Moreover, even assuming that the tone of the letters can indicate whether they were meant as official determinations, the letters in this case evince no such intent. These communications explicitly endorse and express support for the state's ongoing revision process-a fact that is particularly significant against the backdrop of discretion inherent in deciding whether to make a determination under § 1313(c)(4)(B). They clearly intend to offer guidance to the state during the state's revision process, and the only mention of the relevant statute is in the context of not invoking any statutory power. (Dkt. No. 29, Ex. I.) Plaintiff argues that interpreting the letters in this manner means that the EPA can "effectively excuse itself from its mandatory obligations to promulgate a standard." (Pl. Resp. at 8; Dkt. No. 55 at 12.) But there is no mandatory obligation until a determination has been made, and the EPA's ability to "excuse itself" is inherent in the discretion to decline to make a determination.

Also significant is that neither the letters nor the Plaintiffs identify specific water-quality standards that are deficient. The fish-consumption standard undeniably implicates certain human health criteria and certain water-quality standards. Yet the communications identify no "revised or new water quality standard, " reinforcing the conclusion that these are not official determinations regarding the standards for purposes of 33 U.S.C. § 1313(c)(4)(B). Indeed, although Plaintiffs emphasize that it is not "likely [that] EPA is confused about what human health criteria are based on the health consumption rate, " at no point do Plaintiffs actually identify the specific water-quality standards about which EPA has allegedly made a statutory determination.[4]

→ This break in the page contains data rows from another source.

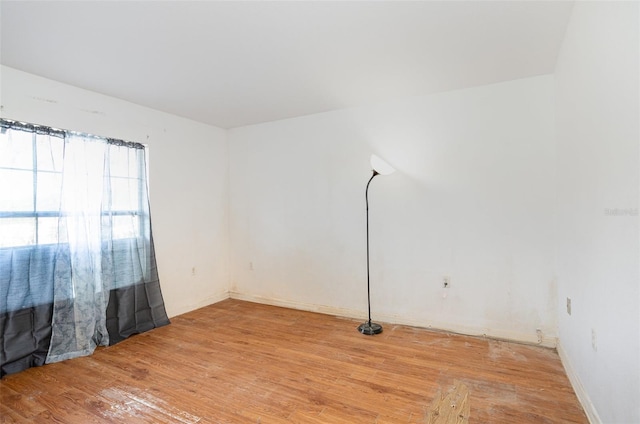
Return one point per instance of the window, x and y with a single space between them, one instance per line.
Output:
32 168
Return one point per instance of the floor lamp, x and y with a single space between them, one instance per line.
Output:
379 167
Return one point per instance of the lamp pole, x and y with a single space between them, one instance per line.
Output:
369 328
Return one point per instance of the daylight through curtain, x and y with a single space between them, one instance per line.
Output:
77 265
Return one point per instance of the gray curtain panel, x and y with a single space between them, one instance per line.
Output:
77 263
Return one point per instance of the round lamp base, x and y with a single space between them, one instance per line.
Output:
370 328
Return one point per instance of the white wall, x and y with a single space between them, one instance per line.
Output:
473 199
188 166
598 120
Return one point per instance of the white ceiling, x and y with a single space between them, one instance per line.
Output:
236 63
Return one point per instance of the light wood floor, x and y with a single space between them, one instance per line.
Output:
240 362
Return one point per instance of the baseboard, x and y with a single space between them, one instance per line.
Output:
210 300
511 336
578 388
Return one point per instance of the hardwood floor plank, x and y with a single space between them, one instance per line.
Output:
241 362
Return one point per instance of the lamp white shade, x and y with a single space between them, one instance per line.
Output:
380 166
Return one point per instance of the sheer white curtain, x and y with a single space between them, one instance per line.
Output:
84 227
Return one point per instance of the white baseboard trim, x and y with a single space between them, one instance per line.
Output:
210 300
511 336
581 393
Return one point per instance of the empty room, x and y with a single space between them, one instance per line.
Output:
320 212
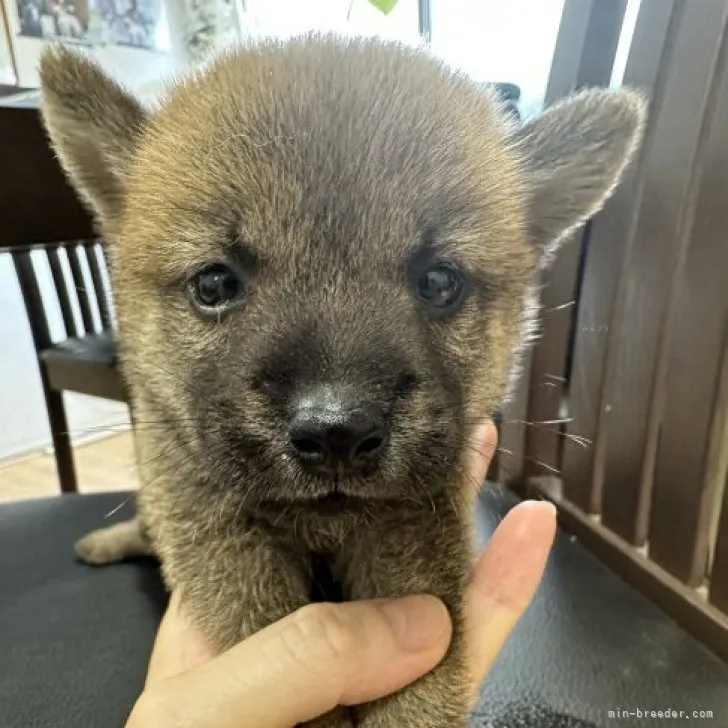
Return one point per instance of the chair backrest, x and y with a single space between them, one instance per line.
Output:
38 208
627 393
77 273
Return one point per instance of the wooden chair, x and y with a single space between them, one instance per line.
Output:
37 209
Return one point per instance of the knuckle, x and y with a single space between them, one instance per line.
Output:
328 632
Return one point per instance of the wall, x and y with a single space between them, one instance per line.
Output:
23 422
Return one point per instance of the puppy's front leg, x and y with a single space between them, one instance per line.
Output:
235 586
429 555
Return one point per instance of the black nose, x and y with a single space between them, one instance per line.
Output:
330 430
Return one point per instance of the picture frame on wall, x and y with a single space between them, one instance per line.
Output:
67 20
133 23
8 73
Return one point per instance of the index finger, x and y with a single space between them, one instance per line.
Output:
506 579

Finally, even assuming that a determination has been made, the Court disagrees with Plaintiffs' characterization that there has been a delay of over three years such that the EPA has failed to act "promptly." The only letter mentioning the relevant statutory provision is the June - letter. Even assuming that this letter constituted a statutorily relevant determination, Plaintiffs cite no authority-nor has this Court found any-suggesting that failing to propose standards within four months of that determination would necessarily be failing to act "promptly."[5] (Dkt. No. 28 at 19-21 (citing caselaw suggesting that delays ranging from nineteen months to three years were not acting promptly)). Absent a failure to promptly propose regulations, the EPA has shirked no mandatory duty and this Court lacks jurisdiction.

III. CONCLUSION

For the foregoing reasons, the Court DENIES Plaintiff's motion (Dkt. No. 28) and GRANTS Defendant's motion (Dkt. No. 48). This matter is DISMISSED without prejudice for lack of subject matter jurisdiction.